Google is ramping up its security offerings with a wave of cloud and hardware announcements at the Next 2018 conference, taking place this week in San Francisco.
These updates arrive four months after Google rolled out cloud-based data and security controls. They tackle areas of security that officials report as top-of-mind for users: access management, platform security, data protection, and transparency.
"We want to give them a lot of visibility and transparency into operations – what we're doing, how we're doing it," said Rob Sadowski, trust and security marketing lead at Google Cloud, during a virtual press conference about the security updates.
Many of the updates focus on enabling more secure and convenient access. It's a priority as more devices enter the workplace, says Google product management director Jess Leroy. Users expect seamless access to corporate resources, and network and security administrators need to maintain a certain security standard while maintaining that ease of access.
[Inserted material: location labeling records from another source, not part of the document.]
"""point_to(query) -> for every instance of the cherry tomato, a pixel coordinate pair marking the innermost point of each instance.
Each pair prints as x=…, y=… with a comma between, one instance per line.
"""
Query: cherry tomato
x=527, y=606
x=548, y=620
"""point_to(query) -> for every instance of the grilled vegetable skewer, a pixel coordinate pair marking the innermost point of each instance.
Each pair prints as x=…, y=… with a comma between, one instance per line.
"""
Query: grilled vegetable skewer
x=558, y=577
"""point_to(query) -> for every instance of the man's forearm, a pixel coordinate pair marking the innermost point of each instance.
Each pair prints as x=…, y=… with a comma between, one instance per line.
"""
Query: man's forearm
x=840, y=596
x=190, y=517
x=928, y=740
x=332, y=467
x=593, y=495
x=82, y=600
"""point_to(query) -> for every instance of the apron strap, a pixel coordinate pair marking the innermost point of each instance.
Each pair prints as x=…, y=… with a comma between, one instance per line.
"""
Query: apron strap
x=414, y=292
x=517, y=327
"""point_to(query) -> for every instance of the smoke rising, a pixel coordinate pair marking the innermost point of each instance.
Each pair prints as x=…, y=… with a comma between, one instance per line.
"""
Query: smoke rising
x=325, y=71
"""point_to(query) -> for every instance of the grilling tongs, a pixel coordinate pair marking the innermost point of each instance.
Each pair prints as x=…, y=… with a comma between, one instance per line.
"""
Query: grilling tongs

"You have different types of users connecting from all different types of places, with all different types of devices," Leroy explains. "The ecosystem has changed pretty dramatically."
Traditional access management tools "often put security at odds with flexibility" by enforcing one-size-fits-all controls that limit users, says Jennifer Lin, product management director at Google Cloud, in a blog post about today's announcements.
Google is addressing the problem with "context-aware access," which will let businesses enforce granular access to Google Cloud Platform (GCP) APIs, resources, G Suite, and third-party SaaS apps based on a person's identity, location, and context of the request. A managed device, for example, might have access to resources other devices don't, Leroy says.
Context-aware security capabilities are available for certain customers using VPC Service Controls. They're coming soon for customers using Cloud and Identity Access Management (IAM), Cloud Identity-Aware Proxy (IAP), and Cloud Identity.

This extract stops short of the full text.